= Transport (SAP) =

A SAP transport is a package which is used to transfer data from one SAP installation to another. This data can range from a simple printer driver to a whole SAP client. It can be considered as an "update", with the only difference being that SAP transports are made by the SAP users themselves. Transports can also be used to transfer data from external applications.

== Uses ==

Most of the time the SAP transports are used to implement some new features in a production system. Since a production system (especially a business-dependent one) cannot be used for development (and testing), the implementation process is divided into several phases:

1. A development and a testing installation is created using backups from the production system.
2. The new features are implemented into the development installation
3. This is imported into the testing (or quality assurance) installation using a transport
4. After the new features are thoroughly tested, it is imported into the production system using another transport

The biggest drawback of the transports is that the changes they make cannot be undone, i.e. after an import goes wrong, usually another transport that corrects the original change must follow (in some cases a full system restore is needed). Despite this fact the transport system is the most convenient and effective way of implementing new features into a production system with a minimal downtime.

== Construction ==

A SAP transport consists of several files.
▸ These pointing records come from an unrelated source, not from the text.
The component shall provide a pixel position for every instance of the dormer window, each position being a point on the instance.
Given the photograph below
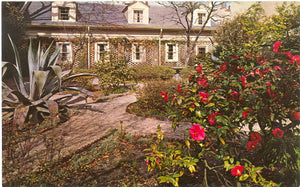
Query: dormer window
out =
(63, 13)
(138, 53)
(171, 52)
(138, 16)
(201, 18)
(137, 13)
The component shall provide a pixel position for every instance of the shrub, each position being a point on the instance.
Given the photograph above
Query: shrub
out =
(30, 100)
(144, 73)
(251, 92)
(149, 97)
(113, 71)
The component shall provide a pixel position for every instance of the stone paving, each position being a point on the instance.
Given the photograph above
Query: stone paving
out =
(93, 120)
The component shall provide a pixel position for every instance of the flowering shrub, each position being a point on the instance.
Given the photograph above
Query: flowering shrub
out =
(246, 110)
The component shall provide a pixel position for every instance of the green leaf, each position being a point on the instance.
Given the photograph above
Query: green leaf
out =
(20, 115)
(187, 143)
(40, 80)
(243, 177)
(210, 105)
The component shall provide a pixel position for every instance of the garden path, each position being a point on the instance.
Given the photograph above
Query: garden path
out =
(92, 123)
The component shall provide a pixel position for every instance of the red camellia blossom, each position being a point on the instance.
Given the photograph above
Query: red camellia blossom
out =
(295, 116)
(244, 80)
(197, 132)
(237, 170)
(234, 95)
(223, 67)
(271, 93)
(199, 68)
(289, 54)
(211, 117)
(278, 133)
(251, 145)
(203, 96)
(246, 113)
(179, 88)
(276, 46)
(255, 137)
(296, 59)
(164, 95)
(202, 82)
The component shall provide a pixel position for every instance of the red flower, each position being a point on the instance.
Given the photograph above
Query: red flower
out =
(237, 170)
(223, 67)
(203, 96)
(277, 68)
(179, 88)
(251, 145)
(164, 95)
(246, 113)
(289, 54)
(202, 82)
(199, 68)
(211, 117)
(234, 95)
(296, 59)
(295, 116)
(278, 133)
(271, 93)
(244, 80)
(255, 137)
(276, 46)
(197, 132)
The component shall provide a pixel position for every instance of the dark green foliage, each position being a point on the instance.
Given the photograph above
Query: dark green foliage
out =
(142, 73)
(113, 71)
(149, 97)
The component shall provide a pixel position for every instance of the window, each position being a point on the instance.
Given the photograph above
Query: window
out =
(64, 13)
(201, 18)
(201, 50)
(101, 50)
(171, 52)
(138, 16)
(65, 51)
(137, 52)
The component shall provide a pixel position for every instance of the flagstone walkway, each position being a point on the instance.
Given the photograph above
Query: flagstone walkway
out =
(93, 121)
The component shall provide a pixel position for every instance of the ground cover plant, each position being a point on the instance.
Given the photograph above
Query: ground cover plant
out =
(117, 159)
(245, 114)
(28, 101)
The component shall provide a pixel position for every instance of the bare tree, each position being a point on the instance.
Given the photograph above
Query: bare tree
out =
(184, 16)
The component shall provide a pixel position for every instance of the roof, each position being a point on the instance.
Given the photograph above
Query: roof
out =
(105, 14)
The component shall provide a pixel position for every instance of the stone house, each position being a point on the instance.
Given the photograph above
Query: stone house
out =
(144, 34)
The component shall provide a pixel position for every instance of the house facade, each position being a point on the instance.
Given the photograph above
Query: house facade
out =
(144, 34)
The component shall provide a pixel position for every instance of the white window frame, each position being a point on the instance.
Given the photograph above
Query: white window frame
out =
(141, 19)
(196, 17)
(56, 11)
(203, 18)
(175, 52)
(141, 52)
(97, 49)
(69, 51)
(201, 46)
(60, 17)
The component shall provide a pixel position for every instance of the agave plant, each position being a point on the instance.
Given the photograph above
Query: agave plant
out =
(30, 100)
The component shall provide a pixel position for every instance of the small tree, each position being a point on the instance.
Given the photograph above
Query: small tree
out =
(184, 16)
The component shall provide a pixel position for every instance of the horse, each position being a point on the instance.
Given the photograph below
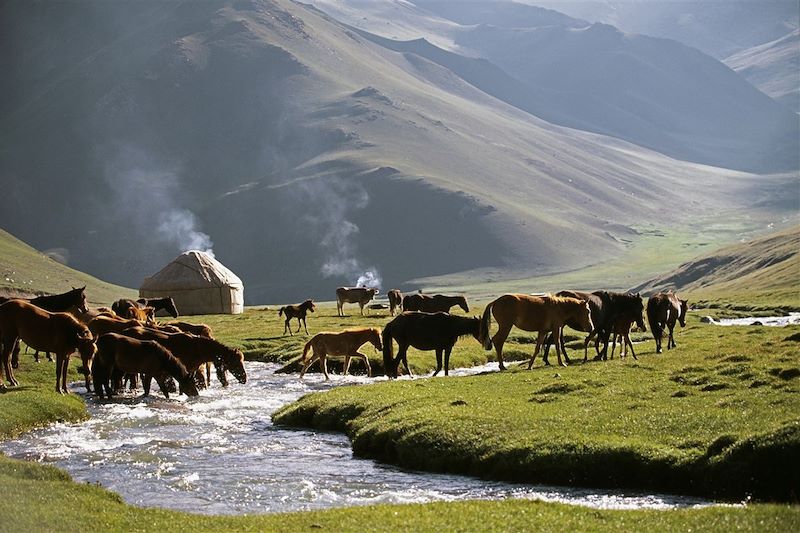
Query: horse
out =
(118, 354)
(353, 295)
(160, 304)
(193, 351)
(434, 303)
(342, 344)
(42, 330)
(201, 330)
(395, 301)
(606, 308)
(297, 311)
(533, 313)
(425, 331)
(663, 309)
(72, 301)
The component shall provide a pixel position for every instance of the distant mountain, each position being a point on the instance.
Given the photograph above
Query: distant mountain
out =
(656, 93)
(765, 263)
(773, 67)
(306, 155)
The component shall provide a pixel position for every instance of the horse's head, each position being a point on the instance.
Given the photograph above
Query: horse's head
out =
(682, 315)
(233, 360)
(375, 338)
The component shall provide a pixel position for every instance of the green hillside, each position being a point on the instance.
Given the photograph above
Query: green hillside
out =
(26, 271)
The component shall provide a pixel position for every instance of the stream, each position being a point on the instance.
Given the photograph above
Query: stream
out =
(219, 453)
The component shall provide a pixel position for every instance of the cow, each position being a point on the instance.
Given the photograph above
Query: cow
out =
(353, 295)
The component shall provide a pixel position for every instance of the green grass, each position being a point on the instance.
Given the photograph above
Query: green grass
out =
(27, 270)
(718, 416)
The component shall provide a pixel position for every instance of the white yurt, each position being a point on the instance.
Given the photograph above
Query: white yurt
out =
(199, 285)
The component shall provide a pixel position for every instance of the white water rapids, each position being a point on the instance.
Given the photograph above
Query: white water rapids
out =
(221, 454)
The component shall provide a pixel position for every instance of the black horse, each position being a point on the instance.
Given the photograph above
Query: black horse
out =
(425, 331)
(72, 301)
(297, 311)
(606, 309)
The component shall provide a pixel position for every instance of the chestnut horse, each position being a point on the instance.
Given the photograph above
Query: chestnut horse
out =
(47, 332)
(118, 354)
(395, 301)
(533, 313)
(663, 309)
(342, 344)
(193, 351)
(297, 311)
(425, 331)
(435, 303)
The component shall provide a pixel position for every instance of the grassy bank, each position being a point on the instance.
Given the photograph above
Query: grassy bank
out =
(718, 417)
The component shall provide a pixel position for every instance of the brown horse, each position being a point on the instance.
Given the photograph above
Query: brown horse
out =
(533, 313)
(297, 311)
(425, 331)
(342, 344)
(353, 295)
(663, 309)
(42, 330)
(395, 301)
(434, 303)
(119, 354)
(194, 351)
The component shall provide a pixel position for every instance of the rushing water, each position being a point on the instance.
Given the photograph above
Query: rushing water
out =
(220, 454)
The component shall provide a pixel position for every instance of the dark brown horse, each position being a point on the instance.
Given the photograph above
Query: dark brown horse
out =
(193, 351)
(533, 313)
(341, 344)
(119, 354)
(297, 311)
(606, 309)
(663, 309)
(42, 330)
(425, 331)
(395, 301)
(434, 303)
(353, 295)
(72, 301)
(160, 304)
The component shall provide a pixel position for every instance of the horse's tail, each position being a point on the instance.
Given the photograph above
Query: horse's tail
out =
(486, 321)
(388, 352)
(652, 319)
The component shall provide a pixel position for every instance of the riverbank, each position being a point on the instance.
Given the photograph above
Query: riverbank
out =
(716, 417)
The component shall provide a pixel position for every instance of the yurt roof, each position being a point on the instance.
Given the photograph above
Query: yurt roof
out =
(192, 270)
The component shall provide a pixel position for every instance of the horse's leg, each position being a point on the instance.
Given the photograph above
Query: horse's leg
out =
(438, 361)
(539, 341)
(498, 340)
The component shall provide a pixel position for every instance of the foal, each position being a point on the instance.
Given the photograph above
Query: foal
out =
(343, 344)
(297, 311)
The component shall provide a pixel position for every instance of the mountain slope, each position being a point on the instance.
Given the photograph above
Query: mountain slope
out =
(26, 271)
(773, 67)
(766, 263)
(304, 154)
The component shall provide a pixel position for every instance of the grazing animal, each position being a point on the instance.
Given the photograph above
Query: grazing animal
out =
(353, 295)
(193, 351)
(533, 313)
(342, 344)
(426, 331)
(395, 301)
(160, 304)
(434, 303)
(118, 354)
(201, 330)
(60, 333)
(297, 311)
(663, 309)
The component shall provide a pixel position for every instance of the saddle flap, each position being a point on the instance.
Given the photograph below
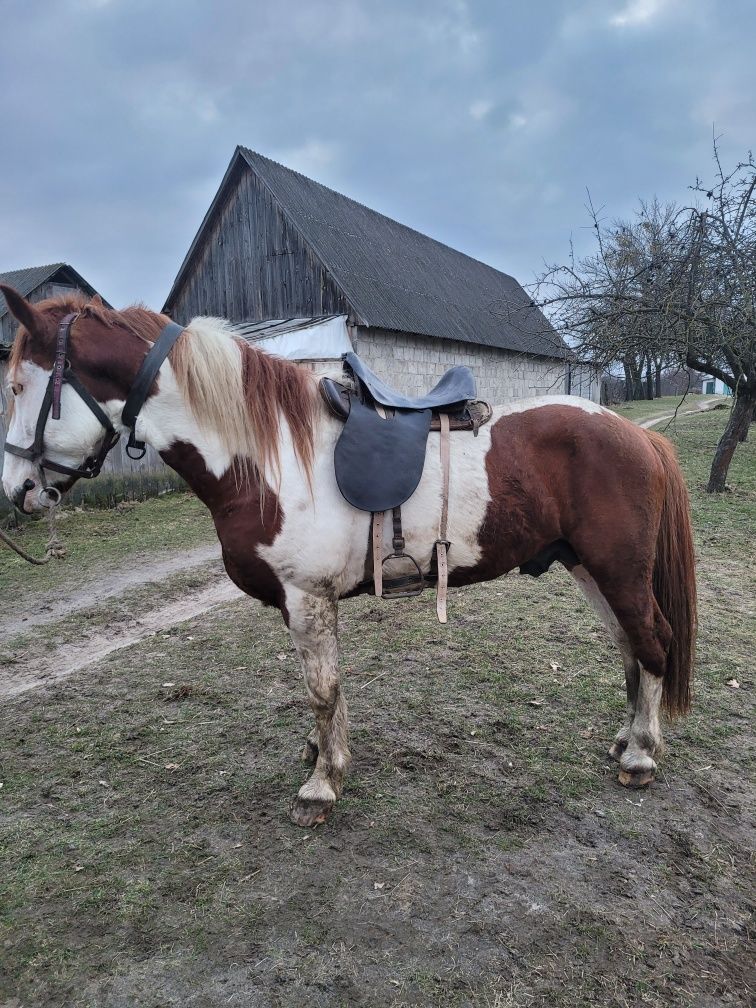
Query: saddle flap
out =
(379, 462)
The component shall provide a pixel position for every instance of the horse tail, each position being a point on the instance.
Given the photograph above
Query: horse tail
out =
(674, 580)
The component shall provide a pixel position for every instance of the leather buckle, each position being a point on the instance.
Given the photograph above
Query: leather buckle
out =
(134, 445)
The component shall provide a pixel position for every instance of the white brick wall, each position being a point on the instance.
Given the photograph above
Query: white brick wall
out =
(413, 364)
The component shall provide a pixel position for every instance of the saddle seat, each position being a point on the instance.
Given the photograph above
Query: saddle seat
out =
(451, 394)
(380, 456)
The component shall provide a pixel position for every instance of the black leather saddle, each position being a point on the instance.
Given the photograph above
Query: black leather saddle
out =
(380, 456)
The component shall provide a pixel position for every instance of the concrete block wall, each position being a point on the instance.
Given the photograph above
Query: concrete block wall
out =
(413, 364)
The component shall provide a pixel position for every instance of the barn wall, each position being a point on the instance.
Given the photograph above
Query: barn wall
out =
(118, 463)
(414, 363)
(252, 265)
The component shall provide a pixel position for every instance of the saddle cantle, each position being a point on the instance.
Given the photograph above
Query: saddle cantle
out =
(380, 456)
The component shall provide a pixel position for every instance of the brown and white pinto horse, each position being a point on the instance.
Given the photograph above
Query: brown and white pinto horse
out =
(548, 478)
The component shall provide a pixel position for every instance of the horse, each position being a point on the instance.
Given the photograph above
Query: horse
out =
(551, 478)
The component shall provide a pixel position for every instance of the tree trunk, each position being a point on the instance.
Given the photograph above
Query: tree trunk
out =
(744, 431)
(740, 417)
(629, 382)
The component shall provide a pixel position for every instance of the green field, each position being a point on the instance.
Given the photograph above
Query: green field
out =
(483, 854)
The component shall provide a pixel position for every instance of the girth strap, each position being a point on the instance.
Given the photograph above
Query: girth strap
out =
(442, 543)
(395, 586)
(378, 552)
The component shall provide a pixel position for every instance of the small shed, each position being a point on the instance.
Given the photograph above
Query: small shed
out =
(276, 246)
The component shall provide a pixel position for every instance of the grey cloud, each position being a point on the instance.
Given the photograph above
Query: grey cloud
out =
(120, 118)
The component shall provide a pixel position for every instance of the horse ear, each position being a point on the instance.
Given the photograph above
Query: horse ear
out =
(23, 310)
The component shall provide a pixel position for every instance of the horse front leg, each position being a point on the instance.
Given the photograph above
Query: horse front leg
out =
(312, 625)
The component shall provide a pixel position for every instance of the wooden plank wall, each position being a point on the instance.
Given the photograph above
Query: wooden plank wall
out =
(253, 265)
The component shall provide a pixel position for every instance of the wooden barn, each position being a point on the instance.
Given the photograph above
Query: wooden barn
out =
(275, 246)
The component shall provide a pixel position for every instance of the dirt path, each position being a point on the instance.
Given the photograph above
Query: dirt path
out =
(107, 586)
(64, 661)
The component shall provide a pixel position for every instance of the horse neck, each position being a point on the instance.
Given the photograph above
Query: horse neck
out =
(202, 460)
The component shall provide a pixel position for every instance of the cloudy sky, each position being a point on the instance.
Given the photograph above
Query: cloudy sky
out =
(479, 122)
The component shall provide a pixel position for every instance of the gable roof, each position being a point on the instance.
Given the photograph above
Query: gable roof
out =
(395, 277)
(27, 280)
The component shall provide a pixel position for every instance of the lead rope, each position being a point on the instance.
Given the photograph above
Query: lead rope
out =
(54, 545)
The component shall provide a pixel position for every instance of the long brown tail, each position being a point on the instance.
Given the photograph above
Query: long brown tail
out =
(674, 580)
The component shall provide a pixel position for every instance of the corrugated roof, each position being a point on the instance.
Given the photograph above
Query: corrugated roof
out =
(253, 331)
(26, 280)
(398, 278)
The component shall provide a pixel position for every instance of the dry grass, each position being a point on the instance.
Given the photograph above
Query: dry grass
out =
(483, 854)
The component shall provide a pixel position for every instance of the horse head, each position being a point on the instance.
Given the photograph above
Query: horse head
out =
(61, 430)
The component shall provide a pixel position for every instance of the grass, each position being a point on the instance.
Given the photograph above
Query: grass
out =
(100, 541)
(482, 855)
(648, 409)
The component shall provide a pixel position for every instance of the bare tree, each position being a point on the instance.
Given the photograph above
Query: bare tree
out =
(676, 285)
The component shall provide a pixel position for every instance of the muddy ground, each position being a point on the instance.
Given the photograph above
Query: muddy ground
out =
(483, 855)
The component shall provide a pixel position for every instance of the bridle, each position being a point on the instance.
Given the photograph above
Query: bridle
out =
(63, 374)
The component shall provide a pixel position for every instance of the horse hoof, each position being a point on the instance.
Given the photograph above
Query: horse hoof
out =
(310, 811)
(617, 750)
(642, 779)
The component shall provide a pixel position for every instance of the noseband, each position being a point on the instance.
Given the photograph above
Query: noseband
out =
(61, 374)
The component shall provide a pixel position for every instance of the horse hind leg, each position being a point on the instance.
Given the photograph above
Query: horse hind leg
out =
(311, 748)
(604, 611)
(642, 635)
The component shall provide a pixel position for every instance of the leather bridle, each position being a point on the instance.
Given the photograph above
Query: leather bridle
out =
(63, 374)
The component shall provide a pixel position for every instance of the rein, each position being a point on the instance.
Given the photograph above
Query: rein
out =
(60, 375)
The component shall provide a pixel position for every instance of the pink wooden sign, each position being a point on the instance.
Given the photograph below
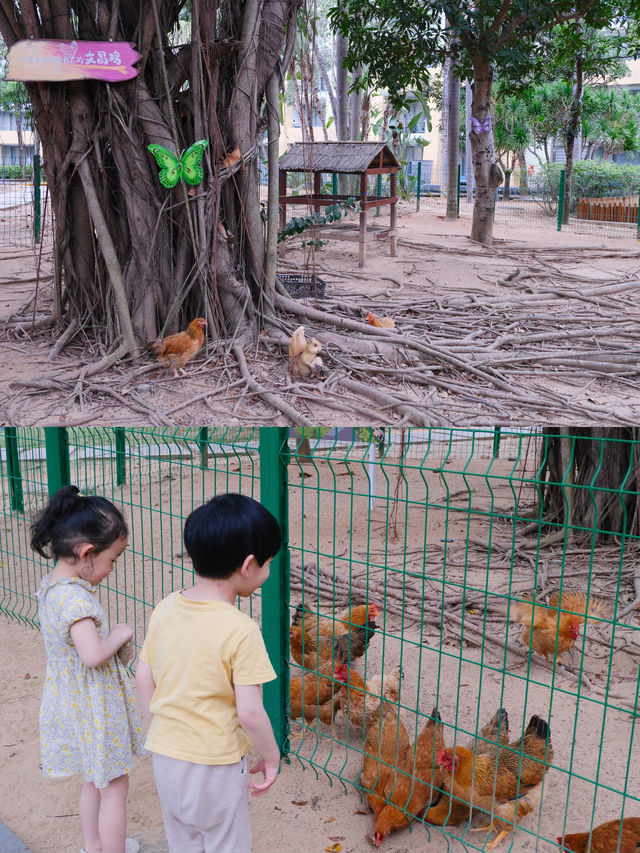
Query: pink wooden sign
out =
(56, 61)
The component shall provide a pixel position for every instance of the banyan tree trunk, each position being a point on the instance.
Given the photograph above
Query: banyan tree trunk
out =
(486, 172)
(136, 259)
(588, 478)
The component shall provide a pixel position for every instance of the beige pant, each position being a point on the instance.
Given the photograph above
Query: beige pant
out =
(205, 807)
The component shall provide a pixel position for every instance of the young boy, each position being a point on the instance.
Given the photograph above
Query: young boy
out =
(199, 677)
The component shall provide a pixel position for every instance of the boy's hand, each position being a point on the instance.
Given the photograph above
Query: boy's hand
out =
(270, 772)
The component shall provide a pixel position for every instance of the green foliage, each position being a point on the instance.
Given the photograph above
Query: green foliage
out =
(402, 41)
(591, 179)
(599, 179)
(544, 187)
(610, 121)
(15, 99)
(333, 213)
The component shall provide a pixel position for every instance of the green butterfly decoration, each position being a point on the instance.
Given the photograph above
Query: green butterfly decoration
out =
(186, 168)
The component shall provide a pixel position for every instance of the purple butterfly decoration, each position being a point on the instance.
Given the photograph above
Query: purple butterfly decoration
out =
(481, 126)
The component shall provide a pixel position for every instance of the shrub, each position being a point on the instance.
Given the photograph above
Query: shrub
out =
(590, 179)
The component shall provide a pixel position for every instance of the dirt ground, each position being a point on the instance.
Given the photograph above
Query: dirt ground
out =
(429, 553)
(540, 327)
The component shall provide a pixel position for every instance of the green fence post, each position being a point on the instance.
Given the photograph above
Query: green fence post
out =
(56, 443)
(203, 442)
(37, 214)
(561, 200)
(275, 592)
(121, 456)
(16, 494)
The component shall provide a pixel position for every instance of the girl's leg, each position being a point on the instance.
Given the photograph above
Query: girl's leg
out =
(112, 817)
(89, 809)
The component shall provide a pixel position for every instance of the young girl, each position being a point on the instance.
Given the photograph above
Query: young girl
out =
(89, 720)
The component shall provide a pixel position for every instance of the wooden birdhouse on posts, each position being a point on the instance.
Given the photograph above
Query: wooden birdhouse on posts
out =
(366, 159)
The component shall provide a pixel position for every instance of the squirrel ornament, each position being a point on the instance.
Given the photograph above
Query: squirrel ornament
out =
(304, 360)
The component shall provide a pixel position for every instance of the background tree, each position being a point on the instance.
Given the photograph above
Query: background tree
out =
(14, 99)
(611, 122)
(590, 484)
(512, 134)
(133, 258)
(484, 35)
(577, 55)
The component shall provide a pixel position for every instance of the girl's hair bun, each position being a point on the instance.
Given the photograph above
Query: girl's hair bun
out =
(65, 501)
(70, 519)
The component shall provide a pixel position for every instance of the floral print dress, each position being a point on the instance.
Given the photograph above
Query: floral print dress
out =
(89, 719)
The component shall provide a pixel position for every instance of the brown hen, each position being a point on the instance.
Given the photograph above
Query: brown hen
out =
(176, 350)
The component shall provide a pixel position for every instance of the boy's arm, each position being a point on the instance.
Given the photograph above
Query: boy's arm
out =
(255, 722)
(145, 687)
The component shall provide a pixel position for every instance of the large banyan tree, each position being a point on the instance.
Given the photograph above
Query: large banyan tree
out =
(134, 259)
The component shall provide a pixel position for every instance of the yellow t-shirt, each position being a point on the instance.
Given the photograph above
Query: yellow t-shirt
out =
(197, 651)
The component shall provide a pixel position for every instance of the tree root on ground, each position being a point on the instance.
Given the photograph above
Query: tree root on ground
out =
(535, 347)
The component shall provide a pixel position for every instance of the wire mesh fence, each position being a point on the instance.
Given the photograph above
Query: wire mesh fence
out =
(436, 577)
(603, 199)
(25, 207)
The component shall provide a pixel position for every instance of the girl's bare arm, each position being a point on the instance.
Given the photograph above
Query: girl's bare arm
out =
(92, 650)
(145, 688)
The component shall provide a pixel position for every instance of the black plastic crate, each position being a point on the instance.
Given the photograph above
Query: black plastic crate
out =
(300, 285)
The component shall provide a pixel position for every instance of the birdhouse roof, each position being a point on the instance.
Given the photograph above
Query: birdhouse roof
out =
(345, 157)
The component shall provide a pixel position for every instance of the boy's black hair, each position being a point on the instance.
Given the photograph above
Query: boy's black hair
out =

These files are usually located in 6 separate folders within the OS:
- Data files - Contains the transport data, i.e. the actual data to be transported.
- Cofiles - Contains information on change requests, i.e. different steps of a change request and their exit codes.
- Profile files - It contains profile parameter.
- Transport log - Logs, trace files, and statistics.
- Support packs - Contains update and enhancement related files.
- Bin Folder - This contains the configuration files of TMS.